Relator: Conselheiro António José da Ascensão Ramos

Acordam, em Conferência, na 2.ª Secção do Tribunal Constitucional

I. Relatório

1. A Autoridade Tributária e Aduaneira (AT), interpôs recurso para o Tribunal Constitucional, ao abrigo das alíneas a) e b) n.º 1 do artigo 70.º da Lei n.º 28/82, de 15 de novembro (Lei do Tribunal Constitucional, referida adiante pela sigla «LTC»), da «decisão arbitral proferida no processo n.º 188/2020-T» que declarou a «ilegalidade dos atos de liquidação de IRS (…) referentes aos anos de 2014 e 2015, assim como da decisão de indeferimento das reclamações graciosas e recursos hierárquicos que tiveram as referidas liquidações como objeto, anulando-os» (cfr. fls. 30).

Por despacho datado de 17 de novembro de 2021, indeferiu-se o aludido requerimento de recurso para o Tribunal Constitucional, com a seguinte fundamentação (cfr. fls. 15-16):

«(…)

A Requerida começa por fundar o seu recurso na supra-transcrita al. a) do n.º 1 do art. 70.º da LTC, por alegadamente “o Tribunal ter recusado a aplicação de interpretação normativa com fundamento em inconstitucionalidade” do artigo 54.º do CPPT e bem assim do n.º 10 do artigo 16.º do CIRS.

Seguidamente, funda ainda a Requerida o seu recurso, na al. b) do mesmo artigo, pretendendo a “ fiscalização concreta da constitucionalidade e da legalidade do artigo 54.º do CPPT quando interpretado no sentido de que a referência à impugnação unitária de atos imediatamente lesivos tem a natureza de faculdade e não de um verdadeiro ónus, pelo que a não impugnação judicial de atos de indeferimento de pedidos de reconhecimento do estatuto de residente não habitual não impede a impugnação judicial das decisões finais de liquidação do imposto com fundamento em vícios daquele”.

Ora, e antes do mais, cumpre notar que o recurso se apresenta, salvo melhor opinião e o muito respeito devido à Recorrente, como contraditório, na medida que:

- ou a Recorrente entende que foi recusada, com fundamento em inconstitucionalidade, recusada a aplicação do artigo 54.º do CPPT;

- ou a Recorrente entende que foi aplicada uma interpretação inconstitucional daquele. Não se vislumbra, como efeito, qualquer possibilidade de logicamente compatibilizar ambos os entendimentos. (…)

Assim, e desde logo, a decisão recorrida não recusou, manifestamente, julga-se, a aplicação de qualquer norma com fundamento em inconstitucionalidade, caso em que, de resto, se verificaria a obrigatoriedade de recurso pelo Ministério Público.

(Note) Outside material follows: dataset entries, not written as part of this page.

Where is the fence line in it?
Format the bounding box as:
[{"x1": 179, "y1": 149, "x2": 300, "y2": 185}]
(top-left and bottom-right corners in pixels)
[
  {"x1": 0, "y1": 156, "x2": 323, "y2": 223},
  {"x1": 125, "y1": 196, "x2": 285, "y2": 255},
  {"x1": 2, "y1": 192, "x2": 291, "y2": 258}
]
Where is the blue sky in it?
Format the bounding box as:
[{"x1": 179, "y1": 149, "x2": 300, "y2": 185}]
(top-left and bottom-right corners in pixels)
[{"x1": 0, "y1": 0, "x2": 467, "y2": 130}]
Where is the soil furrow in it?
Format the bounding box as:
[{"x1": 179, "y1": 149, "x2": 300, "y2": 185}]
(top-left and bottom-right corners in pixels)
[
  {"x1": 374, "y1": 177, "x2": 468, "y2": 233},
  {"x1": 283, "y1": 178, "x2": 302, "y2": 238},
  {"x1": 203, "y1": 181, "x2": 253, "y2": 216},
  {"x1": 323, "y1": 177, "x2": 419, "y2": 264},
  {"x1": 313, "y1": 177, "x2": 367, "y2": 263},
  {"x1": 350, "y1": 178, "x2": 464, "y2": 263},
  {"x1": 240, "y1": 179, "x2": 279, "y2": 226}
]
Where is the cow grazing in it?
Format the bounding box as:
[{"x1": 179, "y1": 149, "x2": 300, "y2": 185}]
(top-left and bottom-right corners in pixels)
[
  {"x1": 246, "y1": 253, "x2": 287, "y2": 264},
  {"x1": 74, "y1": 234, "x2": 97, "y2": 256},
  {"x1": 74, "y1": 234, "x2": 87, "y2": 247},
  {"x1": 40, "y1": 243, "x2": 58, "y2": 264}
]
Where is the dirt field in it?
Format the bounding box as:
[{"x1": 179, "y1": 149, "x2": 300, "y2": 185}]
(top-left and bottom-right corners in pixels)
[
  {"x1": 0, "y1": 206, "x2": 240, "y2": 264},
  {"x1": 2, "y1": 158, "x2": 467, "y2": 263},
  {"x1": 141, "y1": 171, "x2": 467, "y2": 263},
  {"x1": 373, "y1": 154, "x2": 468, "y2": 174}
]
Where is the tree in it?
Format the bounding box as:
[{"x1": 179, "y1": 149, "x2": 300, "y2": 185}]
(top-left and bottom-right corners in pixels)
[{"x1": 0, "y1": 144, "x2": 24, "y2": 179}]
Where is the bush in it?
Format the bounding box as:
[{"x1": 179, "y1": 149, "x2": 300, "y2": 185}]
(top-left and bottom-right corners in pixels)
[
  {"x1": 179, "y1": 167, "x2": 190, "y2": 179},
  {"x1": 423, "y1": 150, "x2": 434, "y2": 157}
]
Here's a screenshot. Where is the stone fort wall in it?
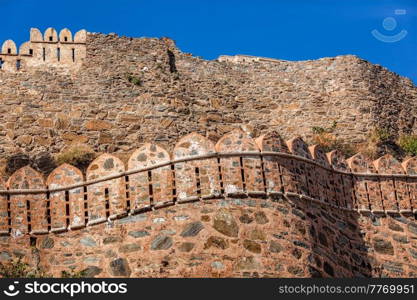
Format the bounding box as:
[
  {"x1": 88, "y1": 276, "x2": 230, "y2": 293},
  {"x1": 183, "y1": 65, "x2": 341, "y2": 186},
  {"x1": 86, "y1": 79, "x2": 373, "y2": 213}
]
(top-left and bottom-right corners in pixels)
[
  {"x1": 0, "y1": 28, "x2": 86, "y2": 72},
  {"x1": 0, "y1": 129, "x2": 416, "y2": 277},
  {"x1": 0, "y1": 30, "x2": 416, "y2": 165}
]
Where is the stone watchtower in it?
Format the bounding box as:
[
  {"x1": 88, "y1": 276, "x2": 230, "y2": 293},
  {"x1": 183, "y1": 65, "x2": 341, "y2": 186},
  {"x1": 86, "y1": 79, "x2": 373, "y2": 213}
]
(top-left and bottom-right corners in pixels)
[{"x1": 0, "y1": 27, "x2": 87, "y2": 72}]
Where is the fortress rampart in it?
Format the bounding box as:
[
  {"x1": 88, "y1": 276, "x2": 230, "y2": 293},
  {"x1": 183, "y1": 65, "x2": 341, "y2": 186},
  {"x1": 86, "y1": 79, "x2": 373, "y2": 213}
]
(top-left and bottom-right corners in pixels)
[
  {"x1": 0, "y1": 30, "x2": 416, "y2": 163},
  {"x1": 0, "y1": 129, "x2": 416, "y2": 277},
  {"x1": 0, "y1": 28, "x2": 417, "y2": 277},
  {"x1": 0, "y1": 28, "x2": 86, "y2": 72},
  {"x1": 218, "y1": 54, "x2": 285, "y2": 64}
]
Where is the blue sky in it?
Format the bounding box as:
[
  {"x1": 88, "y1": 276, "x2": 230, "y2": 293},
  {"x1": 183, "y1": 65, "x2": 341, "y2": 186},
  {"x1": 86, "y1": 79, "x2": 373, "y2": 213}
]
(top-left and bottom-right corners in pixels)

Como bem demonstra ter compreendido a Recorrente (ponto 6. do requerimento de interposição do recurso), a decisão invoca os artigos 4.º, n.º 1, e 5.º, n.º 2 da LGT, para fundamentar a interpretação das normas que aplicou, e não qualquer inconstitucionalidade de alguma delas ou das suas possíveis interpretações.

Daí que se julgue que na decisão recorrida, manifestamente, não foi “recusado a aplicação de interpretação normativa com fundamento em inconstitucionalidade”.

(…)

Assim, para além do mais e sempre ressalvado o respeito devido a outras opiniões, a tramitação do presente recurso constituiria uma inutilidade, na medida em que, mesmo que o mesmo procedesse, e o Tribunal Constitucional, julgasse que:

i) que a interpretação normativa propugnada pela Recorrente para os artigos 55.º do CPPT e 16.º, n.º 10, do CIRC, é a que aquele propugna; e/ou

ii) a não impugnação judicial de atos de indeferimento de pedidos de reconhecimento do estatuto de residente não habitual impede a impugnação judicial das decisões finais de liquidação do imposto com fundamento em vícios daquele;

daí não resultaria nenhum juízo suscetível de alterar o decidido, na medida em que, como previamente se expôs, não se procedeu a qualquer desaplicação normativa por inconstitucionalidade nem se anulou o ato de liquidação com base em vícios de qualquer ato de indeferimento de pedido de reconhecimento do estatuto de residente não habitual (que não existiu), nem sequer com base em vícios do ato de indeferimento do pedido de registo no cadastro de residentes não habituais».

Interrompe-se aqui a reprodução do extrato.